For Counselor Education
Traditionally, counselor education programs have placed great emphasis on remedial and individual therapeutic paradigms of how change takes place (Lewis et al., 1998). This limits many counselors’ understanding of primary prevention and developmental interventions. Training in an expanded developmental model should aim to do the following:
Provide a base in theory and research as a basis for practice, avoiding atheoretical eclectic modes
Outline a framework that broadly encompasses strategies such as those of Rogers and Ellis and cognitive-behavioral, behavioral contracting, and preventive modes that avoid singularity
of intervention (Peace & Sprinthall, 1998)
Become rooted in development in a manner that allows us as a profession to regain our distinctiveness and separation from clinically oriented therapy including replacing the non-researched base of the DSM-IV (Diagnostic and Statistical Manual of Mental Disorders [American Psychiatric Association, 1994]) with a developmental understanding of persons (Ivey & Bradford-Ivey, 1998)
In fact, those of us who made dire predictions (Sprinthall, 1990) as to the difficulties of forsaking a developmental model for clinical private practice have, perhaps unfortunately, seen these predictions borne out. The gold of third-party reimbursement has turned out to be fool’s gold as headlines in the National Psychologist announced, “Average Income of Psychologists Has Dropped Notably” (1998) and “Psychology Told to Put House in Order Before Seeking Prescription Privileges” (1998).
Perspectives on the Future
The demands and expectations placed on counselors continue to grow in complexity and degree (Lewis et al., 1998). Factors such as continuing demographic changes, new immigrants, economic discrepancies, disenfranchised adolescents, and managed care require counselors to broaden their ideas about helping. The developmental framework described in this chapter can guide counselors’ work to respond to future client and societal issues. By meeting clients where they are and gradually applying challenging conditions, not only are their presenting issues addressed, but there also is potential for clients to be transformed to a new way of being. Counselors can play an important role in promoting the development of people to increasing levels of empathy, to be better citizens, and to negotiate the intricacies of interacting with diverse populations. In this sense, counselors also can contribute to addressing societal problems.
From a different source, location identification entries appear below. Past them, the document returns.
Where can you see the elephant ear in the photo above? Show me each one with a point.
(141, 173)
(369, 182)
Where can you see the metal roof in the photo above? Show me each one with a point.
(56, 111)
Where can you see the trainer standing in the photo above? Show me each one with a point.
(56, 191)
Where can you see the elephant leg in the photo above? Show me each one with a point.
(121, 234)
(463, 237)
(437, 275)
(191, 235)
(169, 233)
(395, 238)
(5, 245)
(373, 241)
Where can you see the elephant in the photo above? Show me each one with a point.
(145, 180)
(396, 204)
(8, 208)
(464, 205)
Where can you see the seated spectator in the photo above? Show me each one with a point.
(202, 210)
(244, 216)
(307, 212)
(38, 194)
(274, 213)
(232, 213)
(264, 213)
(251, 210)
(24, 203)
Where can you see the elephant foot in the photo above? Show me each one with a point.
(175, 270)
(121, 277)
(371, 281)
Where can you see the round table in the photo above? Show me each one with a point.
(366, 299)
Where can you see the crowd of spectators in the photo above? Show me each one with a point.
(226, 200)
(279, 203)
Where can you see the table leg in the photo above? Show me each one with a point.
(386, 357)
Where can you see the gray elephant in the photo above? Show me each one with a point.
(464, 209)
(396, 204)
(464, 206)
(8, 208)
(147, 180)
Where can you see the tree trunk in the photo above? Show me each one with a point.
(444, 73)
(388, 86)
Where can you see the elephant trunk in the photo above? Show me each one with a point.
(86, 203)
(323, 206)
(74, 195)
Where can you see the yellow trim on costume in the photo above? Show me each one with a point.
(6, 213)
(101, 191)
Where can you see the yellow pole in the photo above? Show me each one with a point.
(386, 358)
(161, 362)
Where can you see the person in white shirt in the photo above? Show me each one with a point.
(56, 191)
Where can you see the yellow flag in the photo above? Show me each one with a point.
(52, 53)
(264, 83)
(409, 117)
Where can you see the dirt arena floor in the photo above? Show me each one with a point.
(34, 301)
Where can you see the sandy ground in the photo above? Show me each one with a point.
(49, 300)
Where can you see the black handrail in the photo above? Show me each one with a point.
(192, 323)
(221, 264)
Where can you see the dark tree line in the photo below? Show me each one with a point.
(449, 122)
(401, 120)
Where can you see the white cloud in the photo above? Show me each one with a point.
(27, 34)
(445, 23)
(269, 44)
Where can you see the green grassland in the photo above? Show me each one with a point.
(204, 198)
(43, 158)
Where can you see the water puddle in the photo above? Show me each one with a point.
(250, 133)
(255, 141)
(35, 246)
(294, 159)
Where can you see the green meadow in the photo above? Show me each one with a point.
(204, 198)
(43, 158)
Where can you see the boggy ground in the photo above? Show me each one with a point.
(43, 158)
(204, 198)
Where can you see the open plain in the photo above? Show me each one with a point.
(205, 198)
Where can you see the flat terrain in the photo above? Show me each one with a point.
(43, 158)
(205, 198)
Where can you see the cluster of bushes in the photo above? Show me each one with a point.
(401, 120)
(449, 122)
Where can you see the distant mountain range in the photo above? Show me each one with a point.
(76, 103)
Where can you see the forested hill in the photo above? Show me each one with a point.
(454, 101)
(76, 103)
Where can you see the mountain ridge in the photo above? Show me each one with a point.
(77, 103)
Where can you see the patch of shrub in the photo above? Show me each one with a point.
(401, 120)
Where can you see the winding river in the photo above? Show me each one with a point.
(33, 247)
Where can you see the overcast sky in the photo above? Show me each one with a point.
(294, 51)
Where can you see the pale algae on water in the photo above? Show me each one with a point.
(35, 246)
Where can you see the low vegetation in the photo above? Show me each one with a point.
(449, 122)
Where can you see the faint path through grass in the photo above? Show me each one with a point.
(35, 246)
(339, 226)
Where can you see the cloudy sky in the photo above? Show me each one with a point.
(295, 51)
Likewise, future challenges provide a rationale for restructuring counselor education programs to focus as much attention on enhancing counselors’ cognitive development as on acquiring skills (Peace & Sprinthall, 1998). The need for counselors to develop higher levels of thinking, problem solving, and ethical actions is greater than ever. Competent counselors have to be described as those with the ability to see the social and political implications of their actions and to use their skills to promote greater equality, justice, and humane conditions inside and beyond their work settings. Counselors can use their training to help clients manage and alter their environments and to assist others in viewing situations from multiple lenses and from an ethical perspective. There are many opportunities for counselors to provide a compassionate voice and to serve as advocates on behalf of clients and policy reform (Kennington, 1999).